Steering Wheel Behavior Based Estimation of Fatigue
Author(s) -
Jarek Krajewski,
David Sommer,
U. Trutschel,
Dave Edwards,
Martin Gölz
Publication year - 2009
Language(s) - English
Resource type - Conference proceedings
DOI - 10.17077/drivingassessment.1311
Subject(s) - feature extraction , classifier (uml) , computer science , support vector machine , artificial intelligence , feature vector , pattern recognition (psychology) , k nearest neighbors algorithm , steering wheel , feature (linguistics) , simulation , real time computing , engineering , automotive engineering , linguistics , philosophy
This paper examined a steering behavior based fatigue monitoring system.

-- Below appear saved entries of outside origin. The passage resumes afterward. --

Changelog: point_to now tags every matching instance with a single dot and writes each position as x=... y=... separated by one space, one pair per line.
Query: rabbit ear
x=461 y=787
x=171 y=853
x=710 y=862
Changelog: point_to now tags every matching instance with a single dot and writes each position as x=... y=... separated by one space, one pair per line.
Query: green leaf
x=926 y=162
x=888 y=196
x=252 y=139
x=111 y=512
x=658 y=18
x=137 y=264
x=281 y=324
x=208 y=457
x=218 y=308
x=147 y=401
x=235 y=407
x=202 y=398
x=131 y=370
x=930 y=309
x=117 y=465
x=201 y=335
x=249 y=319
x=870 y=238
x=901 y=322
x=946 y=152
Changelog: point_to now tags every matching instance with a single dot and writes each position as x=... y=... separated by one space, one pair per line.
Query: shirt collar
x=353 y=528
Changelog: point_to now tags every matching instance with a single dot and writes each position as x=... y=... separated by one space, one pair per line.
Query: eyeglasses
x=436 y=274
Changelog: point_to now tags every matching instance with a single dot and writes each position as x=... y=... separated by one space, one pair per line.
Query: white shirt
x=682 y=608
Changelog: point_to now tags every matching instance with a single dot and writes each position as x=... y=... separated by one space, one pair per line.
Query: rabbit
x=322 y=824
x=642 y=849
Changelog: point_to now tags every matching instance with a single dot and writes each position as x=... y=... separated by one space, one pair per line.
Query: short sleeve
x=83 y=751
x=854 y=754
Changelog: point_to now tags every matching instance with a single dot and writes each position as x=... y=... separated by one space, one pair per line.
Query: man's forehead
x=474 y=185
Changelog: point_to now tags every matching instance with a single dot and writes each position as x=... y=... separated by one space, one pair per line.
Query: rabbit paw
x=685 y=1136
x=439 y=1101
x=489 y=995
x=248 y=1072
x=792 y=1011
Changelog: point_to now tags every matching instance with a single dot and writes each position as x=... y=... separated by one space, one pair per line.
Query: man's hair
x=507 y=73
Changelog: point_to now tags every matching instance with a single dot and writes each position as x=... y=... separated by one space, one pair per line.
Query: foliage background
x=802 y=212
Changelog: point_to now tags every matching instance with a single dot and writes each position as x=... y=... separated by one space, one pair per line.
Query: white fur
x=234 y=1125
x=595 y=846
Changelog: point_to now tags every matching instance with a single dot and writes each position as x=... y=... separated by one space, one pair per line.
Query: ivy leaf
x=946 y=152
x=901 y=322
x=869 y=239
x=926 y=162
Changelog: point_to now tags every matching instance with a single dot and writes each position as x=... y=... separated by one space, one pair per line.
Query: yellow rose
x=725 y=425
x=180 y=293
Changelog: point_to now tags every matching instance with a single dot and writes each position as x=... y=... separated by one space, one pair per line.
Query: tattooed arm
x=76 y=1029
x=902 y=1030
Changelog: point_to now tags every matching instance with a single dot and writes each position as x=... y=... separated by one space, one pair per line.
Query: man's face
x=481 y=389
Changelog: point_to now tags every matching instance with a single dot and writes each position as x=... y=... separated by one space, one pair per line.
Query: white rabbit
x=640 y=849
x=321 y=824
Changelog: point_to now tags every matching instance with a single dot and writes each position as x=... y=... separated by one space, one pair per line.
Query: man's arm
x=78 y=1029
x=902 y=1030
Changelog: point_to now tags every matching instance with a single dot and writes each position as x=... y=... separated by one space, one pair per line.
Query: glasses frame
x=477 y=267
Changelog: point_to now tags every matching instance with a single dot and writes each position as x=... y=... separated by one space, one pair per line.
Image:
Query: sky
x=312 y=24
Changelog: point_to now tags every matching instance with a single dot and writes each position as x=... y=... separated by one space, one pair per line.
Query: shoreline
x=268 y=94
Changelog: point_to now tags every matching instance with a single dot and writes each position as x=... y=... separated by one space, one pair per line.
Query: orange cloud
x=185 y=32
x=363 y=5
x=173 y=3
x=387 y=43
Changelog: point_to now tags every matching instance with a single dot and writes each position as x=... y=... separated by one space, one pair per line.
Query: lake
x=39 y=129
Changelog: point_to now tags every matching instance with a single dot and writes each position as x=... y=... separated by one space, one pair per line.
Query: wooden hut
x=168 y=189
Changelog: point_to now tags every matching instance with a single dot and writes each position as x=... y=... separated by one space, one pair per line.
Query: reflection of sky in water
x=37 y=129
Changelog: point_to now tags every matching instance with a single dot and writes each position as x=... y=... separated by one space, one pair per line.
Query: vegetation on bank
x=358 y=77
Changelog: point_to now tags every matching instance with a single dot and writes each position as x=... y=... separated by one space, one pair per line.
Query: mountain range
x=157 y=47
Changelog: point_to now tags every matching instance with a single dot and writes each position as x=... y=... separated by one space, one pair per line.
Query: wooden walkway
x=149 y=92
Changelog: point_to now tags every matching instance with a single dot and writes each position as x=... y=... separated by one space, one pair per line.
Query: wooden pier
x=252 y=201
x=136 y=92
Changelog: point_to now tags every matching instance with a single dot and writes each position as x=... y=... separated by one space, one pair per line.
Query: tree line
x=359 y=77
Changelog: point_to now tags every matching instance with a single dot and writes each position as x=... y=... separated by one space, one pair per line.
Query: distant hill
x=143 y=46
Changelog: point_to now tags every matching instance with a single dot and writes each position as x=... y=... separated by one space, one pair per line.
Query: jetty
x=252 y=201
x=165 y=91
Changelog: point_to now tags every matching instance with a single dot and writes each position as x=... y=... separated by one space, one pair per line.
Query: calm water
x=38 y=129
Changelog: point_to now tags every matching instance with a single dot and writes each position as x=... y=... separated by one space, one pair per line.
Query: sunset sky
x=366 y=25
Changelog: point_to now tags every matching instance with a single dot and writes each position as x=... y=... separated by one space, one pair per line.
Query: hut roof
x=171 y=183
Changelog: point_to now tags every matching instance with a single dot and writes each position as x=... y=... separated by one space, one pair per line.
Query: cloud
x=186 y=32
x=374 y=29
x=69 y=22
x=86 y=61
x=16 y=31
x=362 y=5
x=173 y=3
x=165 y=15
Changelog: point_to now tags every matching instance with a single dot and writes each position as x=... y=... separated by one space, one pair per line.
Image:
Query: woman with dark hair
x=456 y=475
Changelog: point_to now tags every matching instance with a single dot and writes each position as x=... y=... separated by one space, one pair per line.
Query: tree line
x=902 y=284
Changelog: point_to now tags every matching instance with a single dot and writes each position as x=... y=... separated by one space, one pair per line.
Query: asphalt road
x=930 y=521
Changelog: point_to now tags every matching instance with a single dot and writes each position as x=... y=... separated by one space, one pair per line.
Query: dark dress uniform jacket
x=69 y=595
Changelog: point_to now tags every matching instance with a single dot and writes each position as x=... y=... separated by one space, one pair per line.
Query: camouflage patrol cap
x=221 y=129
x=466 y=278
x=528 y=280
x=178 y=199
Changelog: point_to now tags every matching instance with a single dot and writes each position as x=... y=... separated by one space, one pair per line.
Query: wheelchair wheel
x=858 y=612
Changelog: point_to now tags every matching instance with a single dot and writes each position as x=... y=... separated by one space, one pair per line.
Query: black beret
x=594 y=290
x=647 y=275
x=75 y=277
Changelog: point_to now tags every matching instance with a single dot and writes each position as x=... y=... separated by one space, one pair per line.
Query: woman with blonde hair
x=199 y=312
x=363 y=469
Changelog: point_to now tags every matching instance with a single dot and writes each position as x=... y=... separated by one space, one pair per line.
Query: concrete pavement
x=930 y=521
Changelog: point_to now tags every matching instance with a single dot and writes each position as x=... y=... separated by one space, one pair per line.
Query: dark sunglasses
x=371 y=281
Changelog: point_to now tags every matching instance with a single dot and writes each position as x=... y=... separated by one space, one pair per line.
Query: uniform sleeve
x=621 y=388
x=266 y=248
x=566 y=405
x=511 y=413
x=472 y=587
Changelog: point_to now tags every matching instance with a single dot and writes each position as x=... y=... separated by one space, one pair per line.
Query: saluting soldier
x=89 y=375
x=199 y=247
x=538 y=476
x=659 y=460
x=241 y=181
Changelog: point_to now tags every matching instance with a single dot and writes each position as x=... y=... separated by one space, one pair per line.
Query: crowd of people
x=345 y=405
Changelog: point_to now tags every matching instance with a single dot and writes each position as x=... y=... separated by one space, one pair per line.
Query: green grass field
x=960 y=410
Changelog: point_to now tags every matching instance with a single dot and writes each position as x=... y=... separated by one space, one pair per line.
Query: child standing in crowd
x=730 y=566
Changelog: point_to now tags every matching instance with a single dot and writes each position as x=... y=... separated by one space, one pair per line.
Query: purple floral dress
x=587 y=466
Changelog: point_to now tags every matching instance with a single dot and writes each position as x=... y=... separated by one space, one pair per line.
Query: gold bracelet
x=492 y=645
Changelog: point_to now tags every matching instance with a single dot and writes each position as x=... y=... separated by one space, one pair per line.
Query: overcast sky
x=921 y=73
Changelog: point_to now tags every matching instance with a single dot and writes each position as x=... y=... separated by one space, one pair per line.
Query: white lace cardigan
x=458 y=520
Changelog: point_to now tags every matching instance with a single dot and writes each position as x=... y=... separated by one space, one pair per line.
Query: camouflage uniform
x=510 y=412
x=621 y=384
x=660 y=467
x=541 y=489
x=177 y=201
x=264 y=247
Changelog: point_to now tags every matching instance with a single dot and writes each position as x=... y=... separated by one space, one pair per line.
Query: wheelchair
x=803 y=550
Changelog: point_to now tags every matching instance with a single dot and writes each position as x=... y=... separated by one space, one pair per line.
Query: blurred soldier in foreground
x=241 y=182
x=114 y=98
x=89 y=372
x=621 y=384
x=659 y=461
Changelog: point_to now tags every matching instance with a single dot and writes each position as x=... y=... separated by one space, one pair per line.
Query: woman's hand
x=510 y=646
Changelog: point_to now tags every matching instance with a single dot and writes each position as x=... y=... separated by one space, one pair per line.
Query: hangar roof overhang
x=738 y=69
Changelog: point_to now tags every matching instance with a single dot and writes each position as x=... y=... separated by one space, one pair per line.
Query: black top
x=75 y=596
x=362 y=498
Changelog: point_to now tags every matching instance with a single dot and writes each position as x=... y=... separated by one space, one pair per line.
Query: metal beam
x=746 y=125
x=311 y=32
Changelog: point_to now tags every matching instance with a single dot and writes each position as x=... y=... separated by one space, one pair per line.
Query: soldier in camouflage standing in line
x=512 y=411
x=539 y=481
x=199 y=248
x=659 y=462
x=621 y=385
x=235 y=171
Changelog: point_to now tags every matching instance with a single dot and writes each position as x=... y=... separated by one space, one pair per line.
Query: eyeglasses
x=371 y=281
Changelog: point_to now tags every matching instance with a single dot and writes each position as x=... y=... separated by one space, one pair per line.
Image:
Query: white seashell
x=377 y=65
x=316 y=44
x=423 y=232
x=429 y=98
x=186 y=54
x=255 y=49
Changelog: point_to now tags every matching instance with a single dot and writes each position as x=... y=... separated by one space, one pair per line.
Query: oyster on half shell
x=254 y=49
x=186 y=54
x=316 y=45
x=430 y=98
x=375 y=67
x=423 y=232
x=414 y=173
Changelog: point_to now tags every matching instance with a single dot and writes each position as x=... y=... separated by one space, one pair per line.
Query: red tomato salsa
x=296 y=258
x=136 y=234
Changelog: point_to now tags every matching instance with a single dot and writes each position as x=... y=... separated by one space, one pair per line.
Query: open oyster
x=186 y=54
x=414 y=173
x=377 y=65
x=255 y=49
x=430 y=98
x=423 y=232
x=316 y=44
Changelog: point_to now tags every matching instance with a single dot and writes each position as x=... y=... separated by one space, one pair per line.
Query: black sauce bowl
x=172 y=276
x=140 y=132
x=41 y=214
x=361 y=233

The advantages of using steering behavior for detecting fatigue are that these systems measure continuously, cheaply, non-intrusively, and robustly even under extremely demanding environmental conditions. The expected fatigue induced changes in steering behavior are a pattern of slow drifting and fast corrective counter steering. Using advanced signal processing procedures for feature extraction, we computed 3 feature set in the time, frequency and state space domain (a total number of 1251 features) to capture fatigue impaired steering patterns. Each feature set was separately fed into 5 machine learning methods (e.g. Support Vector Machine, K-Nearest Neighbor). The outputs of each single classifier were combined to an ensemble classification value. Finally we combined the ensemble values of 3 feature subsets to a of meta-ensemble classification value. To validate the steering behavior analysis, driving samples are taken from a driving simulator during a sleep deprivation study (N=12). We yielded a recognition rate of 86.1% in classifying slight from strong fatigue.